Short-Termism, the EU Shareholder Rights Directive, and Their Relevance to Shareholder Disclosure
Recent consultative processes in Europe and the United States reflect the interest being shown by regulators around the world in the problem of “short-termism” in capital markets. Seen by concerned parties as the promotion of an unhealthy obsession with short-term gains, at the expense of long-term allocations that would ultimately provide greater benefits to companies, investors and society generally, short-termism is being met with a variety of regulatory responses.
On July 18, 2019 in the United States, the SEC held a short-termism roundtable which considered, among other things, the value of quarterly reporting for companies, which may place undue importance on short-term financial results. In the EU, on July 29, ESMA closed its window for its consultation on “undue short-term pressure from the financial sector”, which sought input from market participants on topics such as investment horizons, disclosure of ESG (environmental, social and governance) factors, fair value accounting and credit default swaps. Similar initiatives are occurring elsewhere in the world, for example in Argentina where on May 29 the Ministry of Finance published its new Productive Financing Law, which endeavors to channel savings toward long-term investments and “the real economy” through capital markets.
Such developments coincide with statements made by the International Organization of Securities Commissions (IOSCO), whose members regulate 95% of the world’s securities markets. Most recently, in June IOSCO’s Growth and Emerging Markets Committee issued guidance on ESG matters, recognizing the “increased emphasis recently on the need for longer-term investment for several reasons, including financial stability.”
We have already seen previously how short-termism concerns can affect shareholder disclosure obligations. In France for example, as we wrote in an article jointly published with the law firm Simmons & Simmons (here), as of 2016 the “Law Aiming to Reconquer the Real Economy” (aka the Loi Florange) triggered double-voting rights for registered shareholders that have held their shares for at least two years in listed companies. While the merits of the law can be debated (many have pointed out that instead of promoting a long-term view, it merely favors entrenched interests), and moreover issuers can vote to opt-out of the law and thus restore their uniform one-vote-per-share system (which many issuers have chosen to do), what is clear is that for shareholder disclosure purposes, investors on French markets need to pay close attention to the number of voting rights they hold and the number of issuer voting rights outstanding.
More recently, and more broadly across the EU, disclosure of both issuer and shareholder information is being affected by the amended Shareholder Rights Directive (“SRD II”).

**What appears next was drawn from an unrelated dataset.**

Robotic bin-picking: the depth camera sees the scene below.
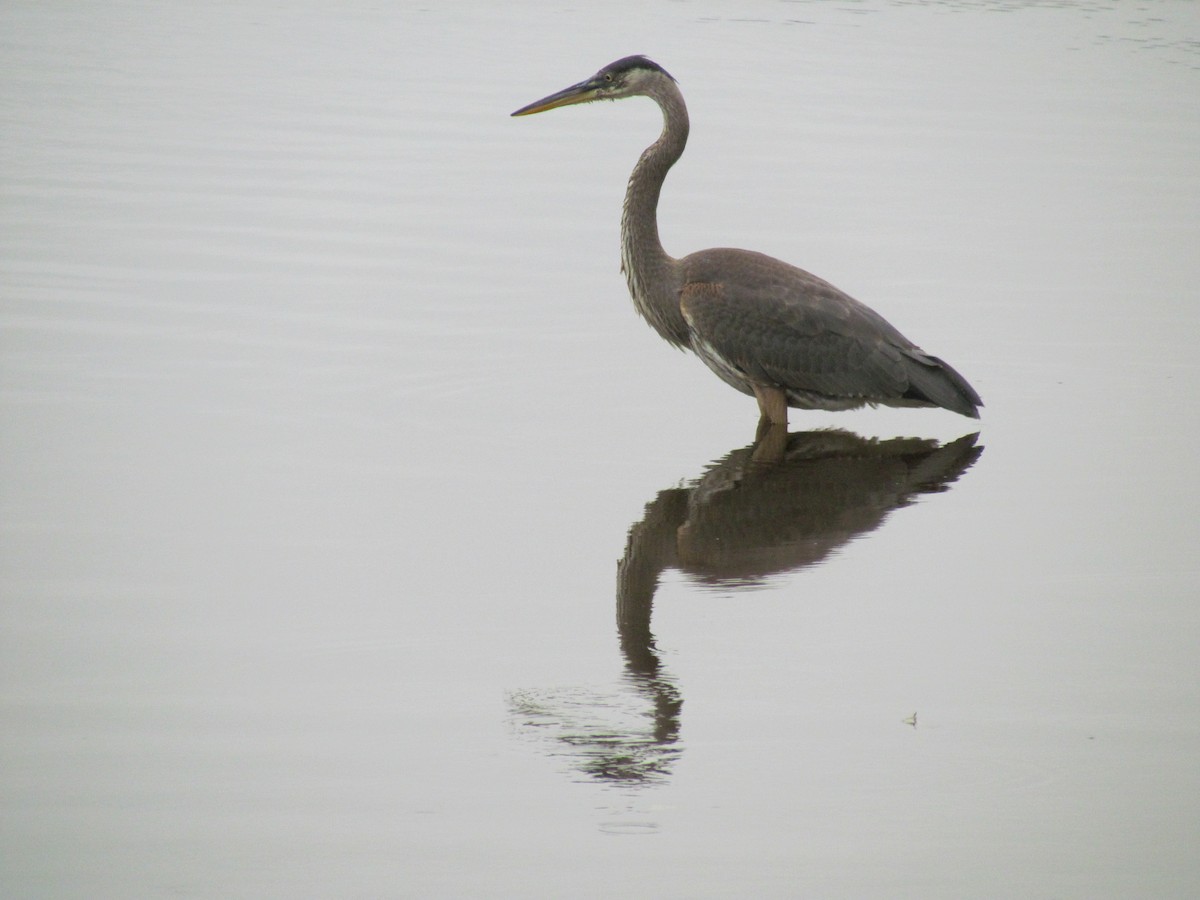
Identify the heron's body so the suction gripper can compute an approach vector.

Addressing short-termism – its longer official title refers to “the encouragement of long-term shareholder engagement” — SRD II was in large part required to be implemented by EU countries by June 10, 2019. These provisions include requirements that asset managers and institutional investors create a “shareholder engagement policy” and publish it on their website annually, and that asset managers annually make available to their institutional investors a report on how their investments contribute to the medium-term and long-term performance of the institutional investor or of the fund.
Remaining portions of SRD II, which must be implemented by EU countries by September 3, 2020, will affect asset managers as well. To facilitate engagement between issuers and their shareholders, one such provision empowers issuers with the right of “shareholder identification.” Under this provision, each EU country must give issuers in its territory the right to identify their shareholders (such as asset managers), but retains the discretion to shield smaller shareholders from identification if it so chooses. Thus each EU country may set a threshold of shareholder ownership — but at no more than 0.5% — below which the issuer has no statutory right to identify the shareholder. What this effectively means for asset managers is that, depending on where the relevant issuer in which they invest is registered within the EU, they will be subject to identification when acquiring any shares at all, or when acquiring a certain threshold ownership level of at most 0.5%. Note also that the shareholder itself will not be required to submit a disclosure, but rather it’s the relevant intermediaries that will identify the shareholder (using the format set forth in “Table 2” of the relevant EU Commission Regulation here) upon the issuer’s request (made in the format set forth in “Table 1”). As for disclosure deadlines, intermediaries will be required (i) to transmit such issuer requests “to the next intermediary in the chain” by the close of the same business day (or if it receives the request after 4pm, by 10am on the next business day), and (ii) if applicable, to send its disclosure to the issuer by close of the following business day (or the business day after the record date, whichever is later).